Sol M. Gruner
Sol M. Gruner
Tue, Mar. 13, 2018, 4:30pm
Edward C Taylor Auditorium, Frick B02
Host: Nozomi Ando
Biomolecules Under Pressure
Humans are biased to think of atmospheric pressure as the typical environment for life on Earth. Yet much, if not most of the life on Earth exists under high pressure conditions encountered deep in the oceans and the Earth’s crust. Given this, remarkably little work has been done on the extraordinary effects of pressure on biomolecules.
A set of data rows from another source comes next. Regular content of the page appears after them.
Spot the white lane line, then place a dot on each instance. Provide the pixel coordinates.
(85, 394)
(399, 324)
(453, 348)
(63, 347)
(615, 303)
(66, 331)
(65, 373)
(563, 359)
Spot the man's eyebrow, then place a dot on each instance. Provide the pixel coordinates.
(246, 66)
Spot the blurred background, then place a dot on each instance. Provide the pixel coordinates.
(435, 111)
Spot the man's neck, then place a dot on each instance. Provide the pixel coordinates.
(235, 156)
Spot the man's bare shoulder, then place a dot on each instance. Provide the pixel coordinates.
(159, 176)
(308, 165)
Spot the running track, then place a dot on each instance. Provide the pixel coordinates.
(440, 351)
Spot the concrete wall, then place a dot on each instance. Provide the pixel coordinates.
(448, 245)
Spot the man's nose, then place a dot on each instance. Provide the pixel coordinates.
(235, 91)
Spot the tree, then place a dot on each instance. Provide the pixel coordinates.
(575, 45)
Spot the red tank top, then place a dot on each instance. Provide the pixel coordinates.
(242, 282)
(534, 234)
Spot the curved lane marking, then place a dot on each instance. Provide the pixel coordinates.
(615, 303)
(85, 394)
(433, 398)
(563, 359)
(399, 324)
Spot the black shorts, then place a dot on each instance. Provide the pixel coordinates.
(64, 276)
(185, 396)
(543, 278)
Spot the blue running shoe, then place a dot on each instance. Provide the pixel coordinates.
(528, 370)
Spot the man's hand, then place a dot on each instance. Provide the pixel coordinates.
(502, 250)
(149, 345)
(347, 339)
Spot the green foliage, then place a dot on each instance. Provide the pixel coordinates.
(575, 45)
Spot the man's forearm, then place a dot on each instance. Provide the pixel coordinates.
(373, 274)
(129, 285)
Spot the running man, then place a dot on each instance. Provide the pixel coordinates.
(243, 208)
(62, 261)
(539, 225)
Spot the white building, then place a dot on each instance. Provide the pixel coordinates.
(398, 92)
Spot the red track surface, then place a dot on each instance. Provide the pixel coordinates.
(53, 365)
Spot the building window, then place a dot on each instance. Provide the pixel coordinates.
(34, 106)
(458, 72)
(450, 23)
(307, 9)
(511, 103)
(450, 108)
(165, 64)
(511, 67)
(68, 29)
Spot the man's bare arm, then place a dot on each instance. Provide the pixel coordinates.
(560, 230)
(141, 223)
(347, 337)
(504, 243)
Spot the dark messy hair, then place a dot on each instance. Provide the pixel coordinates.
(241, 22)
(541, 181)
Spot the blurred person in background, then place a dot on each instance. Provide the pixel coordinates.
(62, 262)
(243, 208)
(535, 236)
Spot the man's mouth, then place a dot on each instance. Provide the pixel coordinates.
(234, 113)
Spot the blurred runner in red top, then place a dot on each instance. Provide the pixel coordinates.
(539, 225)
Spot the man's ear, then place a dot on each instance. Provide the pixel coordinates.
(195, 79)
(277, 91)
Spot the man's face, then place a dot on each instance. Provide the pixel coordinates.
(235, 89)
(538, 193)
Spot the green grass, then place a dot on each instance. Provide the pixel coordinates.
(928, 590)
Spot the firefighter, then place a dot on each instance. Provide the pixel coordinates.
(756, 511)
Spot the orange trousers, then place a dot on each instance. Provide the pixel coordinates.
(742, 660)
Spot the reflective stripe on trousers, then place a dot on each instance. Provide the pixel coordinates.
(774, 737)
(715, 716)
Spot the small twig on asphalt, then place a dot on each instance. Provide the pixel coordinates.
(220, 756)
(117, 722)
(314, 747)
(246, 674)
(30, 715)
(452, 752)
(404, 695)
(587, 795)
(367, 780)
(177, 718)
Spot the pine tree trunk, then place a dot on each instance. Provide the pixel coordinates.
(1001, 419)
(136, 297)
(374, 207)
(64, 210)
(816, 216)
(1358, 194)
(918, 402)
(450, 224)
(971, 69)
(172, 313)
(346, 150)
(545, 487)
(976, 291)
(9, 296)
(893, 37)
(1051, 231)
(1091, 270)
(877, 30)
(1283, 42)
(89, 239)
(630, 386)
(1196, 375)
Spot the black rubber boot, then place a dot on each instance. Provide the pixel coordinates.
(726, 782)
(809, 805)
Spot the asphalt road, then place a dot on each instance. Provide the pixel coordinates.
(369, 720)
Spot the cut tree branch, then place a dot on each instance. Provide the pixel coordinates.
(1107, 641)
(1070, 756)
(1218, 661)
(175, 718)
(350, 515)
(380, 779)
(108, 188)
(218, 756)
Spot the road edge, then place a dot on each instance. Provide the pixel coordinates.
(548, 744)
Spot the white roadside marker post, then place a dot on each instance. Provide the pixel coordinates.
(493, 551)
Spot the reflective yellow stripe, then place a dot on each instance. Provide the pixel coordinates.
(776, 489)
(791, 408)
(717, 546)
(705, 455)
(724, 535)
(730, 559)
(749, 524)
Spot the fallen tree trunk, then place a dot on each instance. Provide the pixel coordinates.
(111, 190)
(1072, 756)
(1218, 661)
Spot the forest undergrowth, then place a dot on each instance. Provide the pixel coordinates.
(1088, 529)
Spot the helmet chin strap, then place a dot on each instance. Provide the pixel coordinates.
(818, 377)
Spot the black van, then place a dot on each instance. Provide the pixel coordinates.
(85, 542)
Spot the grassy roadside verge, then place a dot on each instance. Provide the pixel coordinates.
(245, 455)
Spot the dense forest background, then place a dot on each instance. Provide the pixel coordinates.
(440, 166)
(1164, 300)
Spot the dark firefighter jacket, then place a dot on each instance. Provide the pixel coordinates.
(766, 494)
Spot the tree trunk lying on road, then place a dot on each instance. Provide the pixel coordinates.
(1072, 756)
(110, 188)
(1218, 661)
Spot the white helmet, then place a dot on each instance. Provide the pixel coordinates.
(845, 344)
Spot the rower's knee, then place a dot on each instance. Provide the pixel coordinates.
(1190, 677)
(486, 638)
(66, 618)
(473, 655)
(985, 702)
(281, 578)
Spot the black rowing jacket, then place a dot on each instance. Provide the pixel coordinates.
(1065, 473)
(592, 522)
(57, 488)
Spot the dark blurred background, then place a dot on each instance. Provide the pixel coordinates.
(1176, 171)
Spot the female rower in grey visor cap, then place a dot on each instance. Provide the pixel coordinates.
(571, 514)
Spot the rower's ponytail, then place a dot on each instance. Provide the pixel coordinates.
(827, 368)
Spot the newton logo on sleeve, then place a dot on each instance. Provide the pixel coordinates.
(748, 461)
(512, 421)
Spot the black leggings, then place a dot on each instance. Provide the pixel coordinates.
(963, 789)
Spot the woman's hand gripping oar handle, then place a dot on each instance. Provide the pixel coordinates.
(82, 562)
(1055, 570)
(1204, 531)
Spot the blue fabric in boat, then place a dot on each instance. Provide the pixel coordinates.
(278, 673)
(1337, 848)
These effects are often large in magnitude and include pressure denaturation of proteins, as well as dramatic changes in protein monomer-multimer association, substrate binding, membrane ion transport, transcription/translation of DNA & RNA, virus infectivity, enzyme kinetics, and conformational states of proteins. The effects occur even though practically all the biomolecules involved are highly incompressible; hence, volume changes and corresponding compressional energies are necessarily small. The challenges are to understand how pressure affects molecular structure to result in large functional effects and to elucidate the relevant physical mechanisms, as these likely have universal validity. X-ray diffraction studies of proteins under pressure will be described. It is seen that the key point is not the magnitude of the structural changes, but rather the differential compressibility of different parts of the structure.